Dowdell died Tuesday of natural causes in Coldwater, Michigan, family spokeswoman Diane Kachmar told The Hollywood Reporter.
On 109 episodes of Voyage to the Bottom of the Sea from 1964-68, Dowdell portrayed Chip Morton, the lieutenant commander on the submarine Seaview under the command of Adm. Harriman Nelson (Richard Basehart). The series was created by Irwin Allen, based on his 1961 movie of the same name.
The filmmaker later would cast Dowdell in another underwater adventure — City Beneath the Sea (1971) — and on the TV series Land of the Giants and in the 1986 CBS telefilm Outrage.
Stoney Burke ran for 32 episodes in the 1962-63 season. It featured future Hawaii Five-O star Jack Lord in the title role as a rodeo rider, with Dowdell as his sidekick, Cody Bristol, who follows him around the rodeo circuit. (Bruce Dern and Warren Oates also were regulars on the show.) Dowdell received $750 a week for his role.
Dowdell was born on March 10, 1932, in Park Ridge, Illinois. His early jobs were as a pinsetter at a Chicago bowling alley, a mail carrier for the ABC network, a hunting guide in Mexico and a railroad brakeman.
He enlisted with the Army Corps of Engineers, and it was then that he discovered his passion for acting. Dowdell appeared on Broadway opposite Joanne Woodward and Hurd Hatfield in The Lovers, a 1956 play that was written by Leslie Stevens; he later would produce and direct for Stoney Burke, and he encouraged Dowdell to audition for the TV show.

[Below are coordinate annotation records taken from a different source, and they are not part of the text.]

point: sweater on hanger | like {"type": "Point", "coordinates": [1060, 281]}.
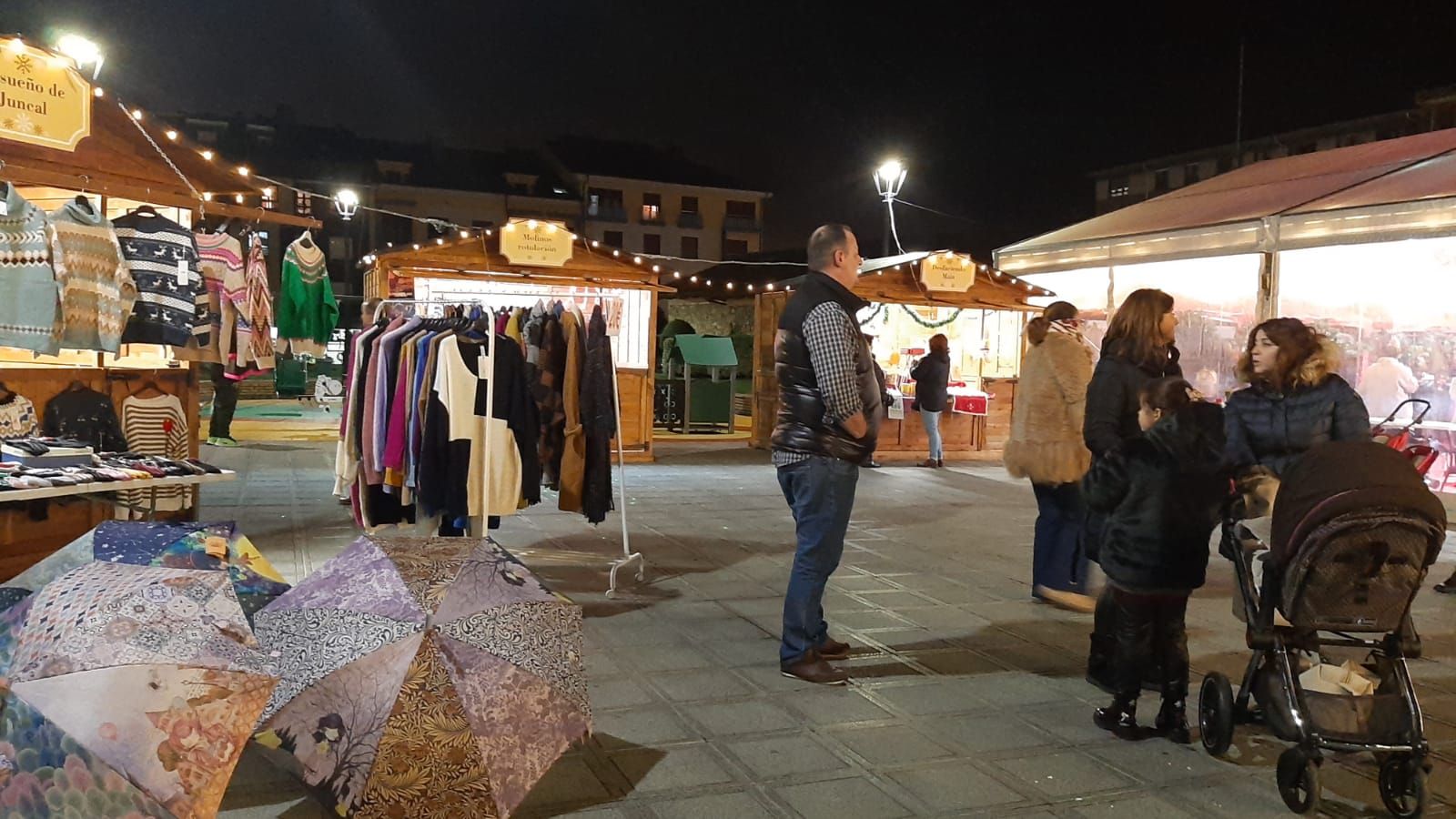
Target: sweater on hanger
{"type": "Point", "coordinates": [308, 312]}
{"type": "Point", "coordinates": [85, 416]}
{"type": "Point", "coordinates": [255, 351]}
{"type": "Point", "coordinates": [31, 307]}
{"type": "Point", "coordinates": [171, 298]}
{"type": "Point", "coordinates": [18, 419]}
{"type": "Point", "coordinates": [96, 288]}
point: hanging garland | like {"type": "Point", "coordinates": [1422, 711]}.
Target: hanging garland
{"type": "Point", "coordinates": [873, 315]}
{"type": "Point", "coordinates": [931, 325]}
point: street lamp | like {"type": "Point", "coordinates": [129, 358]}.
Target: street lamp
{"type": "Point", "coordinates": [347, 203]}
{"type": "Point", "coordinates": [888, 179]}
{"type": "Point", "coordinates": [82, 51]}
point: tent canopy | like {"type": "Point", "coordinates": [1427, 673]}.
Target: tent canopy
{"type": "Point", "coordinates": [1376, 191]}
{"type": "Point", "coordinates": [480, 259]}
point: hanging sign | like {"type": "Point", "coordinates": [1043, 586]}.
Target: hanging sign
{"type": "Point", "coordinates": [948, 273]}
{"type": "Point", "coordinates": [44, 101]}
{"type": "Point", "coordinates": [535, 242]}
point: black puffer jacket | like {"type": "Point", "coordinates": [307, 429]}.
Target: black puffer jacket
{"type": "Point", "coordinates": [1162, 494]}
{"type": "Point", "coordinates": [1113, 397]}
{"type": "Point", "coordinates": [1271, 429]}
{"type": "Point", "coordinates": [931, 375]}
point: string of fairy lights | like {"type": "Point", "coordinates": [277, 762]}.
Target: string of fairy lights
{"type": "Point", "coordinates": [347, 205]}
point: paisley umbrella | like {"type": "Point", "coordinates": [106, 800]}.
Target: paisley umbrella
{"type": "Point", "coordinates": [128, 691]}
{"type": "Point", "coordinates": [422, 676]}
{"type": "Point", "coordinates": [174, 545]}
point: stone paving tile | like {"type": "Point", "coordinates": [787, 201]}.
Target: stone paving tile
{"type": "Point", "coordinates": [1065, 774]}
{"type": "Point", "coordinates": [958, 785]}
{"type": "Point", "coordinates": [837, 799]}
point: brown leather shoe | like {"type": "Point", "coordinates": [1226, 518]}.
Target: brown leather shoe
{"type": "Point", "coordinates": [834, 651]}
{"type": "Point", "coordinates": [812, 668]}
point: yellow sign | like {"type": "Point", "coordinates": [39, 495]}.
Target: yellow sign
{"type": "Point", "coordinates": [948, 273]}
{"type": "Point", "coordinates": [538, 244]}
{"type": "Point", "coordinates": [43, 99]}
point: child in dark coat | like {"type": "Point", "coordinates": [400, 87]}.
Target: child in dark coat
{"type": "Point", "coordinates": [1162, 494]}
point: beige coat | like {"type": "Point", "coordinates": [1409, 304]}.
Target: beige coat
{"type": "Point", "coordinates": [1046, 421]}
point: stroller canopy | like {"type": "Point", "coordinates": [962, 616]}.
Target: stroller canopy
{"type": "Point", "coordinates": [1350, 475]}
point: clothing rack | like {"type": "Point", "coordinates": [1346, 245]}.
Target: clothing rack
{"type": "Point", "coordinates": [628, 555]}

Dowdell polished his skills under noted acting coach Wynn Handman. His subsequent theater appearances included Love Me Little opposite Susan Kohner; Viva Madison Avenue! with Buddy Hackett; Five Finger Exercise opposite Jessica Tandy (with direction by John Gielgud); and The Midnight Sun, helmed by John Frankenheimer, who later cast Dowdell in the 1960 telefilm Fifth Column opposite Richard Burton and Maximilian Schell.
The actor also popped up on the 1950s anthology series Studio One in Hollywood and Buick-Electra Playhouse and on shows including Moment of Fear, Adam-12, Buck Rogers in the 25th Century and CHiPs.
Dowdell was married to actress Sheila Connolly for 14 years until their 1979 divorce.
Survivors include his cousins Harry, Linda and Ted, who noted that Dowdell was “truly amazed so many of you were his fans and told him so, with posts, signed picture requests and cards.”